Lo que comenzó como una cita médica para tratar una fiebre terminó convirtiéndose en una pesadilla para Lorena Barrios, quien tuvo que someterse a una intervención quirúrgica en la que le amputaron cuatro extremidades.
Todo ocurrió mientras la mujer, de 51 años, enfrentaba un tumor maligno que le había sido detectado en el seno derecho.
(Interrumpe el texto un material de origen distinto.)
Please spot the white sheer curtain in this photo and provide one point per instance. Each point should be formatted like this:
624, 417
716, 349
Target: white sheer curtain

Como parte del tratamiento, debía someterse a cuatro ciclos de quimioterapia y, cuando avanzaba en la tercera sesión, comenzó a presentar un cuadro de fiebre que la llevó a buscar atención médica.
Con la expectativa de recibir un manejo rápido y regresar a casa, acudió al servicio de urgencias de la Clínica Bonadona, en Barranquilla. Tras la valoración inicial, el personal médico le diagnosticó una infección renal y ordenó su hospitalización para iniciar el tratamiento correspondiente.
De acuerdo con el relato de Lorena, el deterioro de su salud se produjo durante su permanencia en el centro asistencial. Según explicó, fue trasladada a un cubículo donde una jefe de enfermeras le suministró un medicamento oral que, en su versión, provocó una descompensación inmediata.
“Me dan un sobre, un medicamento demasiado dulce, que lo que hizo fue descompensarme. La presión alta me la bajó y la bajita me la descompensó aún más. En ese momento caigo en coma, pierdo el conocimiento, me entuban y me conducen a la Unidad de Cuidados Intensivos (UCI)”, relató la mujer.
A partir de ese momento permaneció en estado de coma durante cerca de un mes y medio. Cuando finalmente despertó, el panorama médico había cambiado de forma drástica.
Sus manos y sus pies se encontraban completamente ennegrecidos debido a un proceso de necrosis en los tejidos. Durante varios días los especialistas evaluaron su condición y realizaron pruebas para determinar si existía algún grado de movilidad en las extremidades.
Sin embargo, pese a los intentos de la paciente por moverlas, no se registró respuesta alguna. El daño en el tejido muscular era irreversible, por lo que los médicos concluyeron que la única alternativa para salvar su vida era practicar la amputación de brazos y piernas.
“Nadie lo puede creer. Yo, así como entré caminando, tenía que salir caminando”, expresó Lorena.
El caso se ha difundido ampliamente en redes sociales, donde numerosos usuarios han manifestado preocupación por lo ocurrido y han cuestionado los procedimientos médicos aplicados durante la hospitalización.
Frente a esta situación, la mujer confirmó que llevará el caso ante la justicia y denunciará a la clínica. “Que se haga lo justo, porque la verdad es que nadie merece esto”, afirmó.
A este panorama se suma otra dificultad para la familia. Según denunciaron sus allegados, la Entidad Promotora de Salud (EPS) a la que está afiliada le “ha negado” el servicio de enfermería domiciliaria que requiere para su recuperación.
Ante esta falta de apoyo, su hijo menor decidió abandonar sus estudios para asumir el cuidado permanente de su madre.